The cornerstone of ICIC is the evidence-based Chronic Care Model, which summarizes the basic elements for improving care in health systems at the community, organization, practice and patient levels. This model will be used as part of the Foundation’s $6.3-million, two-pronged initiative to tackle diabetes. The Centers for Disease Control reported that diabetes reached epidemic proportions in 2001, and today, an estimated 17 million people have the disease. Most of the health care costs associated with diabetes—some $100 billion a year—could be reduced through better self-management and more coordinated care. One new program, Advancing Diabetes Self-Management, will award six sites up to $300,000 each to develop and test a diabetes self-management program for primary care settings. A second program, Building Community Supports for Diabetes Care, will award up to $125,000 for 12 months to eight provider/community coalitions to plan and test prevention and self-management activities in culturally and ethnically diverse areas.

Diabetes is just one disease in which enhancing the patient’s role has generated positive results. However, few primary care practices understand how to promote this type of behavior and work in partnership with patients to develop better self-management processes. To address this gap, the Foundation launched the first phase of its Co-Management Learning Network this year, providing $1.5 million in planning grants to design and disseminate patient-centered approaches throughout the health care field.

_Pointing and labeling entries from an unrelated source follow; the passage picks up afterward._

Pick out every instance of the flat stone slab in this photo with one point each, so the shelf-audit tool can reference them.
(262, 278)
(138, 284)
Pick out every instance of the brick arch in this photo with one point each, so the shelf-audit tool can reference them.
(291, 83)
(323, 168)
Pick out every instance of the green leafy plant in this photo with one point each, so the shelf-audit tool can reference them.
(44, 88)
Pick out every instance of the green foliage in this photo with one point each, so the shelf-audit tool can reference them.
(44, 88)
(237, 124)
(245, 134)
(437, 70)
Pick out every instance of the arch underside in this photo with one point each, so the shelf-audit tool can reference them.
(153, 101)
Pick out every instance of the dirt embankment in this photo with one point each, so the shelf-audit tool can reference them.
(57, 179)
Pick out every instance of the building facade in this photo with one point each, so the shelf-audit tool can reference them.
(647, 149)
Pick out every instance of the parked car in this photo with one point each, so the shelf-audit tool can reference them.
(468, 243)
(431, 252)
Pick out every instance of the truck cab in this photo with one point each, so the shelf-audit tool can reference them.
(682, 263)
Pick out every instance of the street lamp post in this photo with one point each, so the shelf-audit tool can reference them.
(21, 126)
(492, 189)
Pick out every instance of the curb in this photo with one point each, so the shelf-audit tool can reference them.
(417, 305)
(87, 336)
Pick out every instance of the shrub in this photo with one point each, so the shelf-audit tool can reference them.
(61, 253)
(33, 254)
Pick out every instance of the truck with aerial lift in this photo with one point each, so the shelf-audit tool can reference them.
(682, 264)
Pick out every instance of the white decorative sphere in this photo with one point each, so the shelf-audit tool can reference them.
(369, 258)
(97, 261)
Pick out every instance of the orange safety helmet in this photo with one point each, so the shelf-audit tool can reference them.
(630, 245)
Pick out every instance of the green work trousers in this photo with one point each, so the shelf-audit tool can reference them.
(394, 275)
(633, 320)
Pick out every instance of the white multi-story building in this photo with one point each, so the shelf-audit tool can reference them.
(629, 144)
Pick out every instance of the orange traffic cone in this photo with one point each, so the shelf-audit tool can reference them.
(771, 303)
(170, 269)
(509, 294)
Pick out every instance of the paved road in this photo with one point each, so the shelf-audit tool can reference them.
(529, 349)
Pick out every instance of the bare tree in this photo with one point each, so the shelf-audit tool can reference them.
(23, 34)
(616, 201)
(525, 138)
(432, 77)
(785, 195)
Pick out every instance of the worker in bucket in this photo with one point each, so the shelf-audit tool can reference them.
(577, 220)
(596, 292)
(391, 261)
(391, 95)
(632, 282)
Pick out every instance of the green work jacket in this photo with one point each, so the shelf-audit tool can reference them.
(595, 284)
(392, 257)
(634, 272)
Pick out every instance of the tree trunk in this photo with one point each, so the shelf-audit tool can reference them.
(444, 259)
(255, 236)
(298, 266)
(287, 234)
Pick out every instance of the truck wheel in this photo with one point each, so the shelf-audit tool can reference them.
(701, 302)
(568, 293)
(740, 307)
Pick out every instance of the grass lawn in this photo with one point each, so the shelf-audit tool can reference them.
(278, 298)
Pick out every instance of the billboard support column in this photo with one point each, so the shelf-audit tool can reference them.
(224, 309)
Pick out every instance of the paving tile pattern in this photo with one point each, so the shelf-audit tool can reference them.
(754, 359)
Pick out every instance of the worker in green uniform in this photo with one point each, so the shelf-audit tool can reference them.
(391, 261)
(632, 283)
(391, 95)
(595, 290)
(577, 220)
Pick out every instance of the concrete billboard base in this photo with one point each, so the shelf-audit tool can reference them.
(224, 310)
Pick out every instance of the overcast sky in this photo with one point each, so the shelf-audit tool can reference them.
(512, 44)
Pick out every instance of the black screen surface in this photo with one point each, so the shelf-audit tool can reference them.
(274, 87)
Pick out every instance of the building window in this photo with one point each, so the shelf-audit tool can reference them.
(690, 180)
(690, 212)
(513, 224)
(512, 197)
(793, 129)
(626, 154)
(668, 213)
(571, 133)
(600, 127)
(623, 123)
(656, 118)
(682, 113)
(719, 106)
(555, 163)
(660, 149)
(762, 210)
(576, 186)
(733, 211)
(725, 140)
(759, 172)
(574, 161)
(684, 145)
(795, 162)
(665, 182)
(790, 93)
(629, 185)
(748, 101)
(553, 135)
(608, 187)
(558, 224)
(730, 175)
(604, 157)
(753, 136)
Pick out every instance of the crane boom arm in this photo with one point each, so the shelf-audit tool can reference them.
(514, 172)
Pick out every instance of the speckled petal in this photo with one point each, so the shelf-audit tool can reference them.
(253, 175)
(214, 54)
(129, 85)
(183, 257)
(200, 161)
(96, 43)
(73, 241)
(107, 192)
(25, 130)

Improving Chronic Care in Publicly-Funded Health Plans
More than half (56 percent) of those enrolled in Medicaid received care through a managed care plan in 2000, nearly a sevenfold increase from 1991. Approximately 80 percent of Medicaid resources are spent on those with chronic conditions. The Foundation’s $60-million Medicaid Managed Care Program focuses on that managed care segment of the Medicaid arena. The program, based at the Center for Health Care Strategies, supports Medicaid managed care plans to develop new ways to deliver quality, coordinated chronic care services. For example, a plan in Minnesota has improved the coordination of care for up to 500 enrollees with physical disabilities.